KENDAL,iNewsPantura.id - Enam gunungan hasil bumi yang diarak dalam rangka kirab budaya dan merti desa Kendal menjadi rebutan warga Kecamatan Boja, Kendal.
Mereka saling dorong dan berebut gunungan hasil bumi dalam tradisi kirab budaya Merti Desa dan syawalan yang digelar pada Minggu sore, 6 April 2025.
Peristiwa tersebut terjadi di depan komplek makam Nyai Dapu, saat warga yang sudah menunggu sejak pagi hari berusaha untuk mendapatkan berkah dari gunungan yang diarak keliling kecamatan.
Sebanyak enam gunungan yang berisi sayuran dan buah-buahan disiapkan oleh Pemerintah Desa Boja sebagai bentuk rasa syukur atas limpahan berkah yang diterima warga. Gunungan hasil bumi ini menjadi simbol kemakmuran dan kesejahteraan yang dirasakan oleh masyarakat Boja, dan diyakini akan membawa keberkahan bagi mereka yang berhasil mendapatkannya.
Iring-iringan kirab budaya ini, yang mengangkut gunungan hasil bumi, dimulai dengan prosesi penghormatan kepada Nyi Pandansari, tokoh penyebar agama Islam di wilayah Boja. Kirab dimulai dari pusat kecamatan dan menempuh jarak sekitar 5 kilometer hingga tiba di komplek makam Nyai Dapu. Di sepanjang perjalanan, pasukan pengawal Nyi Pandansari, yang mengenakan pakaian hitam dan putih serta prajurit perempuan, mengiringi prosesi dengan penuh khidmat.
Namun, meski panitia sudah berusaha menghalau, ratusan warga yang telah menunggu sejak pagi mulai tidak sabar dan mulai merangsek mendekati gunungan hasil bumi.
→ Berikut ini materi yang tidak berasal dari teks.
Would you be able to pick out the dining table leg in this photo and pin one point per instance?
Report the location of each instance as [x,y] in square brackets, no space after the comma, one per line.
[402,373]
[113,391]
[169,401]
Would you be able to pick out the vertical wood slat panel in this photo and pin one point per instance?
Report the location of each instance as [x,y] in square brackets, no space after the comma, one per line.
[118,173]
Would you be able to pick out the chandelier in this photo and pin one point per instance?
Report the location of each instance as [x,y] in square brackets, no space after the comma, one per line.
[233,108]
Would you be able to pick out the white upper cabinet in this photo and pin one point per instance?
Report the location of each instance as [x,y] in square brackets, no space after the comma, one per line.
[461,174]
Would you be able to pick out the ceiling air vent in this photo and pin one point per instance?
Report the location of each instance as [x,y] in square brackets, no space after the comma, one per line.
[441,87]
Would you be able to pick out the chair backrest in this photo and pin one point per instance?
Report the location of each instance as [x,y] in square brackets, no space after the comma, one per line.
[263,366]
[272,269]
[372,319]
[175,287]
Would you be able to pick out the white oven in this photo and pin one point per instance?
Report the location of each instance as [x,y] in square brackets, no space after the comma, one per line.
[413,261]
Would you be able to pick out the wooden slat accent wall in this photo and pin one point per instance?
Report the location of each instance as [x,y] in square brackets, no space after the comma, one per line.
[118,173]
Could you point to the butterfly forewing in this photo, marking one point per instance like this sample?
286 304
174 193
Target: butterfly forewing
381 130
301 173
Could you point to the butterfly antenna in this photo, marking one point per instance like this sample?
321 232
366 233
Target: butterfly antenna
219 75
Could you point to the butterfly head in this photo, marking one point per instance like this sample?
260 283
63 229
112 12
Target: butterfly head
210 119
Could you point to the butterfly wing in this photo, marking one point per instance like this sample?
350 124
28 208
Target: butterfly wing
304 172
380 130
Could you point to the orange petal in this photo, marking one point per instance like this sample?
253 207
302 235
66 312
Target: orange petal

Muda dan tua saling dorong dan berdesakan untuk mendapatkan bagian dari gunungan tersebut. Warga berharap bisa mendapatkan buah atau sayuran yang ada di gunungan sebagai simbol keberuntungan dan berkah.
"Saya sangat senang bisa mendapatkan sayur dari gunungan ini. Meski harus berdesakan, yang penting bisa membawa pulang dan dinikmati bersama keluarga. Dengan sayur dari gunungan ini, semoga rejeki dan kesejahteraan semakin melimpah," ujar Wahyuni, salah seorang warga yang berhasil mendapatkan sayuran.
Kepala Desa Boja, Rofik Anwar, menjelaskan bahwa kirab ini merupakan tradisi tahunan yang dilakukan untuk menghormati Nyi Pandansari, sekaligus sebagai bentuk sedekah bumi dan ungkapan syukur atas nikmat yang diberikan oleh Tuhan. "Makna dari kirab ini adalah untuk memperkuat semangat gotong royong di antara warga, dan sebagai bentuk penghormatan kepada leluhur penyebar agama Islam di daerah ini," tambah Rofik.
Selain kirab gunungan hasil bumi, tradisi ini juga diisi dengan kegiatan tahlil di makam Nyi Pandansari, yang dikenal pula dengan nama Nyai Dapu. Kegiatan ini dihadiri oleh tokoh agama dan masyarakat setempat, sebagai bentuk penghormatan dan doa bersama.
Meski sempat terjadi kericuhan akibat perebutan gunungan, semangat kebersamaan dan rasa syukur masyarakat Boja terlihat jelas dalam tradisi yang sudah berlangsung turun-temurun ini.